Environment-Cultural Interaction and the Tribes of North-East India
All life forms on earth are complementary to each other; the existence and survival of one depend on the existence of another, and vice versa. However, no life forms are more dependent on others than human beings. Humans’ very survival is conditioned by the existence of the natural environment and the living things within it. One aspect of this interaction is the central and inescapable role played by human culture in defining the human-nature relationship.
This book emphasises that environmental conservation is a matter of moral and cultural ethics. It stresses the fact that existing environmental conservation methods need to accommodate traditional environmental knowledge and practices of different indigenous cultures in order to re-build and restore the bond between humans and nature.

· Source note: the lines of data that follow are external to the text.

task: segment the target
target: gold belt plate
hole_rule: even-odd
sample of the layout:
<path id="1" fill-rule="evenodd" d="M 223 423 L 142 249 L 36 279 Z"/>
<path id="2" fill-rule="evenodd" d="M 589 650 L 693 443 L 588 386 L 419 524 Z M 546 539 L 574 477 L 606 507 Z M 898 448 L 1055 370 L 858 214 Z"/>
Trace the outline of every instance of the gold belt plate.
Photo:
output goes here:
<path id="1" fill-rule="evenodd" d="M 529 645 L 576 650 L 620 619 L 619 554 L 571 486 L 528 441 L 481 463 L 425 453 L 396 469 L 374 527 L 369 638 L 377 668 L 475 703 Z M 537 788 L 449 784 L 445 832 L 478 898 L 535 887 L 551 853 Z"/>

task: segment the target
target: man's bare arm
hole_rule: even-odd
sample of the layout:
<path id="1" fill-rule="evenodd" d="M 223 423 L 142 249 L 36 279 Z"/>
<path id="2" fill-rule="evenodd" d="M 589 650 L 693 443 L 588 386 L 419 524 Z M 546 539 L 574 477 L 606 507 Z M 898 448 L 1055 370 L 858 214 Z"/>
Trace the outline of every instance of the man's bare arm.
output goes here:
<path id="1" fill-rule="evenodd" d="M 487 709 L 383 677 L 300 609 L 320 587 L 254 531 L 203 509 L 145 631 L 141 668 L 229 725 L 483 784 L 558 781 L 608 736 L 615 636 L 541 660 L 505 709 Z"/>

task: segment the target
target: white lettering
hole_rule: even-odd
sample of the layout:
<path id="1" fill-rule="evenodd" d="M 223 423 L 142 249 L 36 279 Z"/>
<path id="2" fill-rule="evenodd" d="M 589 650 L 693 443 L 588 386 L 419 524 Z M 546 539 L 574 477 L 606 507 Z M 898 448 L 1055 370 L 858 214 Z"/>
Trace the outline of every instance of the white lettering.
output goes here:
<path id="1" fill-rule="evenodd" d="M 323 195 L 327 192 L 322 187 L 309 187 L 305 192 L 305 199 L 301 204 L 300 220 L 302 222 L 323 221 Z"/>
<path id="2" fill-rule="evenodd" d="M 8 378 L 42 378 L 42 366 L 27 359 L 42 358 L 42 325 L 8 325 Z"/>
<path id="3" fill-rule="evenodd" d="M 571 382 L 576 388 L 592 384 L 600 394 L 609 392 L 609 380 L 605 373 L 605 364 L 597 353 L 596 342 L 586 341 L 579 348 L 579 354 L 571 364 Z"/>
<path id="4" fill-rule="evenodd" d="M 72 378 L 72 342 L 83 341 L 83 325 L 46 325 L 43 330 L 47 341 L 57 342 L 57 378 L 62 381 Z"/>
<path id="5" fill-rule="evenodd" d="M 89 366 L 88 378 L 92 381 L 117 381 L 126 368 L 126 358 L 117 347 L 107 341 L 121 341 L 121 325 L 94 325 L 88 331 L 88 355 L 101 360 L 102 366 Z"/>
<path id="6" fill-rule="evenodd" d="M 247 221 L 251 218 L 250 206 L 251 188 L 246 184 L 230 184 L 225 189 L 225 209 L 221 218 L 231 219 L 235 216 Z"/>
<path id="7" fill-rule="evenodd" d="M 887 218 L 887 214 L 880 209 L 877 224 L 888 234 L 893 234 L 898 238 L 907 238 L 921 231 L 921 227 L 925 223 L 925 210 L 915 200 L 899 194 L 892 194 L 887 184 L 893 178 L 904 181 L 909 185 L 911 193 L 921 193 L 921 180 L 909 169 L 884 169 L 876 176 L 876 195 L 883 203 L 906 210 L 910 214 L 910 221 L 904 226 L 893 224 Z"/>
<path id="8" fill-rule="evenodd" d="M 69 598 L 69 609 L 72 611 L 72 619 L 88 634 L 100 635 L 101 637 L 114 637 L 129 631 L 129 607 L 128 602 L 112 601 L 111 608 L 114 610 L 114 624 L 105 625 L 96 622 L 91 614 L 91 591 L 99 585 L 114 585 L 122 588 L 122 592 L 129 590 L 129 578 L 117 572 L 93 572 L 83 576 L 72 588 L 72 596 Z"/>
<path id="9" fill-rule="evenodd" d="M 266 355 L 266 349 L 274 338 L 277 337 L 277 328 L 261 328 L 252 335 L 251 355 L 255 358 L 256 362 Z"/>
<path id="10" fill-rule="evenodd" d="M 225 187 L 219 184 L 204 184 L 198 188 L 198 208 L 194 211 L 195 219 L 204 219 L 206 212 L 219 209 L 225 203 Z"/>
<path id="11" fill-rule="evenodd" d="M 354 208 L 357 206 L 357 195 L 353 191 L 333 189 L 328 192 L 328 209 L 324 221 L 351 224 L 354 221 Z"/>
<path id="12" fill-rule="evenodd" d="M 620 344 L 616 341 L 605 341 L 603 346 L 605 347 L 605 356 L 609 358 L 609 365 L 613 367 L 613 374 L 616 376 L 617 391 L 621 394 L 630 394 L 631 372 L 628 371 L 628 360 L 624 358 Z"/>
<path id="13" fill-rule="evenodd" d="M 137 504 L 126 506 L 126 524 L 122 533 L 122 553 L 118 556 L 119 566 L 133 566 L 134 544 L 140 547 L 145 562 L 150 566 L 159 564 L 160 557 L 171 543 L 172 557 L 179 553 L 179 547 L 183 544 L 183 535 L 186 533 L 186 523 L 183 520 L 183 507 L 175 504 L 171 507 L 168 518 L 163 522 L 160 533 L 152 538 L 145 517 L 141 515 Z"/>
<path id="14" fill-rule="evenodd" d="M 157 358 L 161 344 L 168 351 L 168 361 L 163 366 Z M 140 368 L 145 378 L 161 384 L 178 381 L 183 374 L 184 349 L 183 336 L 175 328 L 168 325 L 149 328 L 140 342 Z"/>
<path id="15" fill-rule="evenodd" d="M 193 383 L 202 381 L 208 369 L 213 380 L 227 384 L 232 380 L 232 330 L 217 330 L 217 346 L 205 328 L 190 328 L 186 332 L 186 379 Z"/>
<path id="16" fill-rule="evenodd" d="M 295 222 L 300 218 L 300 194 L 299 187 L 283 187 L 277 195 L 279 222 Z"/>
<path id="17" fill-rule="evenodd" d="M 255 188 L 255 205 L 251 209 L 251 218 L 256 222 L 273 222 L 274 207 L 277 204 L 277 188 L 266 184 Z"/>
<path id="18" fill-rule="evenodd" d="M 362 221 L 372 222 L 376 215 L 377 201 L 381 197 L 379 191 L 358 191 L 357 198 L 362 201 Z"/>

Banshaikupar L. Mawlong is a Lecturer of Political Science at Union Christian College, Meghalaya, India. His areas of research interest include the study of identity politics, nationalism, multiculturalism, and environmental politics. He holds the distinction of being a double Gold Medallist in both his undergraduate and post-graduate studies, and was also the recipient of the Jawaharlal Nehru Memorial Award for Academic Excellence in 2009 from the Jawaharlal Nehru Memorial Fund, New Delhi.
Dr Marco Babit Mitri is a Lecturer of History at Union Christian College, Meghalaya, India. He specializes in the study of prehistoric archaeology. His thesis on Neolithic of the Khasi-Jaintia Hills, Meghalaya, was published in 2009. He is currently working on a number of different projects and conducting excavations in prehistoric sites in the Khasi-Jaintia hills, Meghalaya.